Untangling cloning's most difficult snags

Scientists announce they've found ways to improve their often-low success rate.

Experiments reported today show how to boost dramatically the efficiency of animal cloning.

The researchers say this won't lead immediately to a cloning zoo. But it will give scientists a powerful tool with which to study the biological snags that have made mammalian cloning, in particular, an almost no-win exercise.

Hype over a handful of cattle, sheep, and monkey clones has obscured the fact that few clones make it to healthy adulthood. Most perish before or shortly after birth. Rudolf Jaenisch of the Whitehead Institute for Biomedical Research in Cambridge, Mass., calls this low productivity "one of the major challenges of mammalian cloning."

Now, cloning experiments with mice in his laboratory and at the University of Hawaii in Honolulu have a 21 percent success rate - compared with previous success rates of a few percent or less.

The techniques Dr. Jaenisch and his colleagues report in today's issue of Nature Genetics boil down to using fresh cells from embryos - so-called stem cells - and careful timing of key steps in the cloning process.

His research indicates that - at least for mice - it's better to use genetic material from stem cells than to try to reproduce adults.

It's too soon to tell whether or not this will be a step toward an eventual ability to clone humans. Such research could reveal new obstacles on that path.

The Whitehead announcement notes that "the federal government and most scientists believe human cloning to be unethical." But it adds that "improving cloning technology could have real benefits in agriculture and animal husbandry, as well as in biomedical research...."

Much of the recent excitement about cloning arose because the clones were derived from mature animals - inspiring fanciful visions of adult humans cloning themselves. In stem-cell experiments, by contrast, scientists scoop the nuclei containing the genetic instructions out of both a donor cell and an egg cell. They then place the donor-cell nucleus into the egg cell and plant the egg in a surrogate mother. The egg is then supposed to develop through embryonic and fetal stages.

Eventually, an infant will be born and grow into an adult. Only then, can scientists call the cloning successful.

The new experiments indicate that scientists should be picky in selecting donor cells for several reasons. For one, many strains of laboratory mice are inbred. Cloning with their stem-cell material was a total failure. Stem-cell nuclei from mice that were not inbred produced a 21 percent success rate. Jaenisch's Whitehead colleague, William Rideout, says this indicates that successful cloning may depend partly on the genetic diversity of the donors.

Another factor that may have hampered mammalian cloning is the age of the donor cell.
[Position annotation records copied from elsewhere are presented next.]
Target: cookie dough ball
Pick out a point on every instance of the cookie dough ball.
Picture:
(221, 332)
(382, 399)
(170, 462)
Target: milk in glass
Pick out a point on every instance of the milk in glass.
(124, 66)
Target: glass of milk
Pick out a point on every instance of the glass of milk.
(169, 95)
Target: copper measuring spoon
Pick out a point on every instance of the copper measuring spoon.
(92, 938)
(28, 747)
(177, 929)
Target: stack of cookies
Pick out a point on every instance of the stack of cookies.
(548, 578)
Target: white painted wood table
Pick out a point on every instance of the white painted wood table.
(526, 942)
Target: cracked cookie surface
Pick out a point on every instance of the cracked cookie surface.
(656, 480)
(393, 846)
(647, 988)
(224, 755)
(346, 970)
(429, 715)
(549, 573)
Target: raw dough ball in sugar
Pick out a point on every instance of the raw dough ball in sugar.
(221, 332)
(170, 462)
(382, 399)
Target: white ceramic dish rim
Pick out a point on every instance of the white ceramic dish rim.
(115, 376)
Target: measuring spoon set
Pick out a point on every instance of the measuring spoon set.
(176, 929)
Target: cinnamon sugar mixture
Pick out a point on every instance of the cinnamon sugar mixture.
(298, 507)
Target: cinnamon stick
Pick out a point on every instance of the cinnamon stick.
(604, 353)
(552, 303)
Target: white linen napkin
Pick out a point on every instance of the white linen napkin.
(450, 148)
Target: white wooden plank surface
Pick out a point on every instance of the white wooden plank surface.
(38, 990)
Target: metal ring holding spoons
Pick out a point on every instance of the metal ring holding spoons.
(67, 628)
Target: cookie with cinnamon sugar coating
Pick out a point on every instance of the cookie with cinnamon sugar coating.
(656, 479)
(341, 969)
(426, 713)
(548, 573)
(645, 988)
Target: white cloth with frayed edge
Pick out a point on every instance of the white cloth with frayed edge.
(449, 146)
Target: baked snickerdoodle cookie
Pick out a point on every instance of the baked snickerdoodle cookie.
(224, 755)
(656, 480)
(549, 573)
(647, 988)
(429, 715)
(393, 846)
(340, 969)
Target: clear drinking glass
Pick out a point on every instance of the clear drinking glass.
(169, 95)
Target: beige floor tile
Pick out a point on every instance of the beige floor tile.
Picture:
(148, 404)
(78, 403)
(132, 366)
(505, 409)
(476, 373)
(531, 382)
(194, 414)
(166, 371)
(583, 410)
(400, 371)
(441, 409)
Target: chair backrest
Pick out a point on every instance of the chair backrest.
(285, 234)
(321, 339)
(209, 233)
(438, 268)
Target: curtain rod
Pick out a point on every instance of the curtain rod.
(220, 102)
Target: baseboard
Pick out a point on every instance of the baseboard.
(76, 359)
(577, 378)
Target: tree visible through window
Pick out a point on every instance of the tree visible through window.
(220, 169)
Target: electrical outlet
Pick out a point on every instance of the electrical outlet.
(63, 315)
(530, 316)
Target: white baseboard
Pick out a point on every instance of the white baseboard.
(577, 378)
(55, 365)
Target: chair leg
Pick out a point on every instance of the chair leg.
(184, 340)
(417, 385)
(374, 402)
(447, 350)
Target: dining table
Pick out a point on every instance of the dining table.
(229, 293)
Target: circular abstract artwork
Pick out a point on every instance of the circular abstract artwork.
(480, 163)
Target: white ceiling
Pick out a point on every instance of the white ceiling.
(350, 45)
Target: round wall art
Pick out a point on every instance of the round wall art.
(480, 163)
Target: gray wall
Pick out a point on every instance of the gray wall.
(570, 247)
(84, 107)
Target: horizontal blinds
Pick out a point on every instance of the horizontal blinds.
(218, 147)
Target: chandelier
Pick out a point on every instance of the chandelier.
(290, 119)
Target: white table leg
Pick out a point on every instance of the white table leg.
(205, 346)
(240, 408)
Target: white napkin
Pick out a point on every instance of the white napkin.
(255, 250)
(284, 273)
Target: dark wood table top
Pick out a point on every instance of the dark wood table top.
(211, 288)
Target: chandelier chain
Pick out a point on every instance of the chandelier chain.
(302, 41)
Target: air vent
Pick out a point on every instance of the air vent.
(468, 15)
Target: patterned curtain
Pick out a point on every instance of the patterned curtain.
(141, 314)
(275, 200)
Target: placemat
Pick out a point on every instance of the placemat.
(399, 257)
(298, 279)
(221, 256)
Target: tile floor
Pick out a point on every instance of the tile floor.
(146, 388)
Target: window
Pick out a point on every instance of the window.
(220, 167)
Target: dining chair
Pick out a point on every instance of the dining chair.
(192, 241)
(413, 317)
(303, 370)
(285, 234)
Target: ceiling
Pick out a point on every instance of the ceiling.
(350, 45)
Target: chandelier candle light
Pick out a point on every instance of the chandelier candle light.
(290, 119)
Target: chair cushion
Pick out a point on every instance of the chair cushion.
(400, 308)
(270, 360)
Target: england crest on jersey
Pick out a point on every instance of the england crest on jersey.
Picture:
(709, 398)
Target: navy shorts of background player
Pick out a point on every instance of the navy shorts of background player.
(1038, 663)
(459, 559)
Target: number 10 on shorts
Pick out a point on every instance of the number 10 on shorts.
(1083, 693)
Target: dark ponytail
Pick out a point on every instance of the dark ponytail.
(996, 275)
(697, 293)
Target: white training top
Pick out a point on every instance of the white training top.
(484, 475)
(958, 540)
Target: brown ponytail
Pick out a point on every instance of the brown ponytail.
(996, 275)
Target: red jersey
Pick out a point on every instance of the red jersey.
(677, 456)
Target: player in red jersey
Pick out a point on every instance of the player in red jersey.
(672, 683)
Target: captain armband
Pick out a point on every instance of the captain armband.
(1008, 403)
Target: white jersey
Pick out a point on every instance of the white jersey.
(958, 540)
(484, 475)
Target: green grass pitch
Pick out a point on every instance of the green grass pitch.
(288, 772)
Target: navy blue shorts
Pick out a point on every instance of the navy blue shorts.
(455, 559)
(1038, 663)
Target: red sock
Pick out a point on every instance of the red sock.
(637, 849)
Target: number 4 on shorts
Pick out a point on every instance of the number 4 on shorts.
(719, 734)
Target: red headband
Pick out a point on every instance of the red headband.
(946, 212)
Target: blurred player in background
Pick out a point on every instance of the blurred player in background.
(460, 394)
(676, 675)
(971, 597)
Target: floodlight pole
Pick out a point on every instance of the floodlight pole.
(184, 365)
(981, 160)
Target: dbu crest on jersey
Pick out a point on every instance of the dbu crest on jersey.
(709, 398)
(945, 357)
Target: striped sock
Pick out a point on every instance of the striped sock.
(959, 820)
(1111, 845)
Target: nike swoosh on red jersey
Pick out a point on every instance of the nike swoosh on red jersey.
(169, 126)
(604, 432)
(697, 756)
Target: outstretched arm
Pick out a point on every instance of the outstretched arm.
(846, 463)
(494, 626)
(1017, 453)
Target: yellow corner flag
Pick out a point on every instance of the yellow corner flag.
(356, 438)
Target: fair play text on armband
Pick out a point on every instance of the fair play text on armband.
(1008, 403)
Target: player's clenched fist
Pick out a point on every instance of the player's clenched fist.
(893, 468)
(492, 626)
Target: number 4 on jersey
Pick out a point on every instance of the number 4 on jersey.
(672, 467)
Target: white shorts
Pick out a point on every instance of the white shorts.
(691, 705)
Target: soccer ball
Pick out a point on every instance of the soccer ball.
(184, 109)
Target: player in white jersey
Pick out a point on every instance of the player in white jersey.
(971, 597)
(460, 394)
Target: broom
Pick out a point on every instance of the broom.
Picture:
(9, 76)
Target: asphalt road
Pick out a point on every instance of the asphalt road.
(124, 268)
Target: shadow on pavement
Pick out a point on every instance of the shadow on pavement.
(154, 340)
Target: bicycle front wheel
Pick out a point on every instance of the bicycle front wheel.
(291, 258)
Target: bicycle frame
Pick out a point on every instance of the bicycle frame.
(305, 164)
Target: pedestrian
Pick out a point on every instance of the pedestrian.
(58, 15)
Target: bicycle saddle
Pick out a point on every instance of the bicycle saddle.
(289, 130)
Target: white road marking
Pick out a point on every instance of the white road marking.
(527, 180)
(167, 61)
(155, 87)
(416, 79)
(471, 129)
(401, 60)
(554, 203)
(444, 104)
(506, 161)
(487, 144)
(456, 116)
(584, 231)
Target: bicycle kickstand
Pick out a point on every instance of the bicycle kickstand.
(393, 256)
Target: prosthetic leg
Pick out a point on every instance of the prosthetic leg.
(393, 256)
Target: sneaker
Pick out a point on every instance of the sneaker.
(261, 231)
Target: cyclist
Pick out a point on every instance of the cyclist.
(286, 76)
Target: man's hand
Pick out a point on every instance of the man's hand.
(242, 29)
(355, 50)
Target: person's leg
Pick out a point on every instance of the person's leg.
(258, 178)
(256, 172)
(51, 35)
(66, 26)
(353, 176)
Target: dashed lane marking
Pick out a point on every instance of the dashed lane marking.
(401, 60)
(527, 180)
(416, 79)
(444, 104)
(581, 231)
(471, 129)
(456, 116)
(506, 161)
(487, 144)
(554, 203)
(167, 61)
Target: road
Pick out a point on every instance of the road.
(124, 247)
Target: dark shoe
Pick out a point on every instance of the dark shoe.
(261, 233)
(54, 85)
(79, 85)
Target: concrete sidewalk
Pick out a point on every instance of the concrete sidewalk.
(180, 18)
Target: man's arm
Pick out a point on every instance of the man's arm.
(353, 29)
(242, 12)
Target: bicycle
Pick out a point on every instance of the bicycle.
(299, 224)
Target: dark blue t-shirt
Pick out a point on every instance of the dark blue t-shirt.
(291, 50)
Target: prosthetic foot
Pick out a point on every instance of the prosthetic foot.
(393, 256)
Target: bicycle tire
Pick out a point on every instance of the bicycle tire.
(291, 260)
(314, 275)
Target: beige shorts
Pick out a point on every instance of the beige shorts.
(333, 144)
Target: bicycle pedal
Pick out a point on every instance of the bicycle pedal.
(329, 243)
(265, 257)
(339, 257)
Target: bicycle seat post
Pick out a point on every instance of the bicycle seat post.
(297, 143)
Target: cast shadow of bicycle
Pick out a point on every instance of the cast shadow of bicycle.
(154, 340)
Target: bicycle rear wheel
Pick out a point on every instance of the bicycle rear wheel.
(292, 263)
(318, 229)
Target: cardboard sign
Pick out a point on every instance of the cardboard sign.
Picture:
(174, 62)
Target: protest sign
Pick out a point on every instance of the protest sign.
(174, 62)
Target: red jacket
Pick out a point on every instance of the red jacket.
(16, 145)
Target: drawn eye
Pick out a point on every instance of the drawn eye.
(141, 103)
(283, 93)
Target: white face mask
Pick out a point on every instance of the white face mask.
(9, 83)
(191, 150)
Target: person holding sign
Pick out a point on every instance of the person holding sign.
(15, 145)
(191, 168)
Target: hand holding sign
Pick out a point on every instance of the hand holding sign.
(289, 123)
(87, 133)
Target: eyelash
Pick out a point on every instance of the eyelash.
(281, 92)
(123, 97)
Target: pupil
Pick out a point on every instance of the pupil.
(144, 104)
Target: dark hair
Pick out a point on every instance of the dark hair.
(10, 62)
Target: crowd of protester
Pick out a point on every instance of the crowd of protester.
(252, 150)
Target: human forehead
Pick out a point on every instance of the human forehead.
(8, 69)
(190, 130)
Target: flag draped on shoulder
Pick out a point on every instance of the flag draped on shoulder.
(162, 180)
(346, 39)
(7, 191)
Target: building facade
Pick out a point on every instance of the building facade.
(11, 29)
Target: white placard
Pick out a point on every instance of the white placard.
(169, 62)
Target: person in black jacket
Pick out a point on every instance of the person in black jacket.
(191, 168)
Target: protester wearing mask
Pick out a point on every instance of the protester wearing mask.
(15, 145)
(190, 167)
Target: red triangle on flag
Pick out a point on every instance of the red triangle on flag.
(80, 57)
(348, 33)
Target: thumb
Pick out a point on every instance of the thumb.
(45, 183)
In addition, adult cells are specialized for specific functions, Jaenisch notes, making it harder for the egg cell to "reprogram" the donor-cell nucleus. In other words, the egg cell has to make the donor cell think it's young again so it can start over as an unspecialized unit that can develop into an embryo. It's much easier for nuclei from stem cells to start afresh than for cell nuclei from adults to be born again.

With the new ability to readily produce mouse clones, scientists can make in-depth studies of the importance of such factors.

Meanwhile, there's a bonus for geneticists. Whitehead experimenters inserted a foreign gene into some of the donor nuclei. The resulting mouse clones carried that gene. Dr. Rideout noted that "transgenic science is an important research tool because it allows us to insert mutations in a gene and study how [this] affects the whole animal." Now geneticists have a new and faster way to produce these transgenic mice.